Mentira. No máximo, poderia alvitrar sobre a recessão económica em V ou em W, a
mais portuguesa de todas, porque a nossa economia é um ioiô. Ora sobe ora
desce, ora diz que está muito em cima (para os padrões lusitanos) ora muito em
baixo (até para os padrões lusitanos). Às vezes não cai, fica por ali,
rasteirinha como a base de um L, a linha reta de um eletrocardiograma
fatal_____.
Não quero no entanto cometer o erro de Rui Tavares, o do partido da
papoila. Não quero adormecer ninguém. Anteontem à noite, estava o jogo a acabar
em Estocolmo e o País já ardia em orgulho legível no Twitter, quando o
dissidente do Bloco decidiu entrar na festa. Em vez de fazer uma tabelinha,
decidiu-se por um monólogo à Ronaldo - só que com um remate para o pinhal.
Pôs--se a tweetar sobre política. Pensei: mas que raio, deve ser mesmo um
partido para 150 pessoas.
Volto, portanto, ao futebol. Dizia eu: o W invertido, a recessão em W.
Como se vê, as letras têm significados, significados até gráficos, mas os
gestos às vezes são mais eficazes. É o caso do abraço recente entre Paulo Bento
e Luiz Felipe Scolari a seguir ao Brasil-Portugal. Como se costuma dizer,
aquilo ficou-me na retina. É público e notório que Portugal sofre do complexo
do vira-lata, nas palavras célebres de Nélson Rodrigues. O que é?

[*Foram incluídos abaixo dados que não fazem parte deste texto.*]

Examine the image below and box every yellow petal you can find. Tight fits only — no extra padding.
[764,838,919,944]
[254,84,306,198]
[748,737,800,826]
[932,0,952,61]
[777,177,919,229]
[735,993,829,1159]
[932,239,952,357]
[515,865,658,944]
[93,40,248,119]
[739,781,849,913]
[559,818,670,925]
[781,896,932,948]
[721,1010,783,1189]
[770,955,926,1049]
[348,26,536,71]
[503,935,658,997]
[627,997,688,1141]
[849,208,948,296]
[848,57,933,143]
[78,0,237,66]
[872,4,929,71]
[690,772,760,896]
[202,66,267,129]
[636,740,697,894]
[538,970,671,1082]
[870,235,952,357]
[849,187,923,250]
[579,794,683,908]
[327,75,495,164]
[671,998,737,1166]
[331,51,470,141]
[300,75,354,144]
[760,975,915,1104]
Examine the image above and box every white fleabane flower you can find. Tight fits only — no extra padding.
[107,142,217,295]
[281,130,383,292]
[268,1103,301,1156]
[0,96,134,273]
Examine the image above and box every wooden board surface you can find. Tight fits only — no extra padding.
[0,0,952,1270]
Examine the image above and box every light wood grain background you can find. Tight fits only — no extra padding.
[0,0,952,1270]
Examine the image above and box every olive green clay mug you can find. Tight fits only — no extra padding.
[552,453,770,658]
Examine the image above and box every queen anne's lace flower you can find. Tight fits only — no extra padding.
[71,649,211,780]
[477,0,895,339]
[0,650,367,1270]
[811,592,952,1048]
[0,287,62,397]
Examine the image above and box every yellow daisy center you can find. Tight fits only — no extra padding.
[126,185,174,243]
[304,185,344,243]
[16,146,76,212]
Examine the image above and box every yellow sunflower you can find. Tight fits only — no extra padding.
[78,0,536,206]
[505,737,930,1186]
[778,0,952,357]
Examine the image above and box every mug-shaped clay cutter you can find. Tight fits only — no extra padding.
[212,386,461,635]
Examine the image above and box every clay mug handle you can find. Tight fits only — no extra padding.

É um
sentimento de inferioridade que vai da costa à contracosta, de Portugal ao
Brasil, e que se exprime nos relvados, na política, na economia e por aí fora.
Quando entramos na refrega, seja ela qual for, a coisa já parece inclinada.
É evidente que o Brasil ainda sofre deste mal, embora não claramente no
futebol. Na justiça, sim, na economia também, depois de um momento em que
parecia que não. Mas no futebol isso já era há muito tempo. Anos e anos de
vitórias limparam a baba bovina da humildade da boca do escrete canarinho
(outra vez Nélson Rodrigues). O Brasil virou predador-vencedor nos relvados; e
nas freeshops também.
Scolari não é o pai desta transformação, mas deu-lhe outra base para
andar. Mais tarde, tentou fazer o mesmo quando treinou a seleção de Portugal e
foi essa atitude (mata-mata) que ele deixou a Paulo Bento (Carlos Queiroz foi
um infeliz parêntesis). Ora bem, o dia de concretizar a lição chegou. Cristiano
Ronaldo, um super, ultra-atleta como Usain Bolt e Lebron James, fez-nos sair da
Suécia não de cabeça curvada, em G, mas como um justo ponto de exclamação. Não
mudou nada no País, claro que não, o futebol é de outra galáxia, mas vivemos
uma alegria como há muito não tínhamos sequer a confiança para imaginar. É
isto: são as aspirações que fazem girar o mundo.